While citizens elsewhere in Europe battle existential economic problems – no job, no money, no prospects – Merkel's euro crisis narrative is tailored to German voters whose primary fear is not the present, but a Zukunftsangst, fear of a less-prosperous future.

Instead of a complex crisis of financial and political failure, Merkel’s domestic version is a parable of irresponsible and overindulgent countries who now need a radical fiscal diet.

The more popular corners of the German media have taken up and amplified the message, attacking lazy Greeks or feckless Italians and creating an atmosphere of prosperity chauvinism that Merkel doesn’t challenge. Instead she watches events, deconstructs opponents’ arguments and voter needs, then reconstructs and rebalances her politics to match.

In Germany, the jury is out over whether Merkel’s approach is refreshingly rational or cynically opportunistic. Her critics argue that her inherent caution and political wile leaves her incapable or unwilling to communicate what is required to keep the European project on the road. Like her outfits, her public speeches are sombre affairs, written in language more suited to scientific journals than the political fray.

"After three manuscripts you crave Japanese horseradish by the teaspoon just to fight the growing mental paralysis," wrote journalist Carolin Emcke in Die Zeit after studying Merkel's speeches. "Merkel doesn't or can't talk about dreams and visions. She wants to think in the feasible, not the possible."

But Merkel’s admirers say her unflappability has been a boon in the crisis. Her confidantes in Berlin, none of whom dare go on the record, dispute the accusation that she has no clear vision of where Germany and Europe need to go. She knows what she wants – closer political ties with closer mutual oversight – but knows that communicating this would be the most effective way of ensuring it won’t happen.

Instead, Angela Merkel sticks to what she knows: an East German socialisation where it was wiser to keep your views to yourself and a scientific training where it is best to view big problems as a series of smaller problems to be solved sequentially.

This strategy has, to date, made her almost unassailable at home because it allows room for continual, minute course corrections based on changing circumstances.
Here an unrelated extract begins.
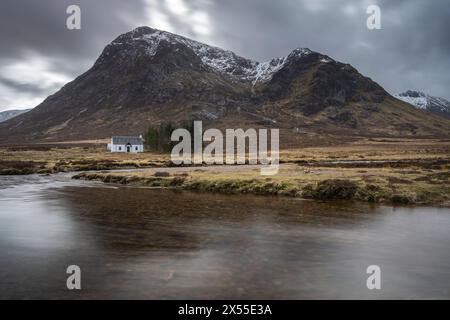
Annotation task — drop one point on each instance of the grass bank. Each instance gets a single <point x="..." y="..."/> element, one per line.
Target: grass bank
<point x="412" y="185"/>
While her opponents look on helplessly, she steers unerringly past them to land precisely where, politically, she needs to land.

East German colleagues say the oft-heard description of Merkel – that she is interested in only achieving the achievable to stay in office – is a misunderstanding of her understanding of politics and power.

Paul Krüger equates Merkel’s political understanding with the prayer for serenity: to accept the things she cannot change, the courage to change the things she can and the wisdom to know the difference. Her much-maligned pragmatism, he suggests, is borne of a clear, cold eye for the limits of any political situation.

“She has an idea of where she wants to go, but you don’t have to reach all goals at once,” he says. “She sees power as the possibility to change things for the positive, not power for power’s sake.”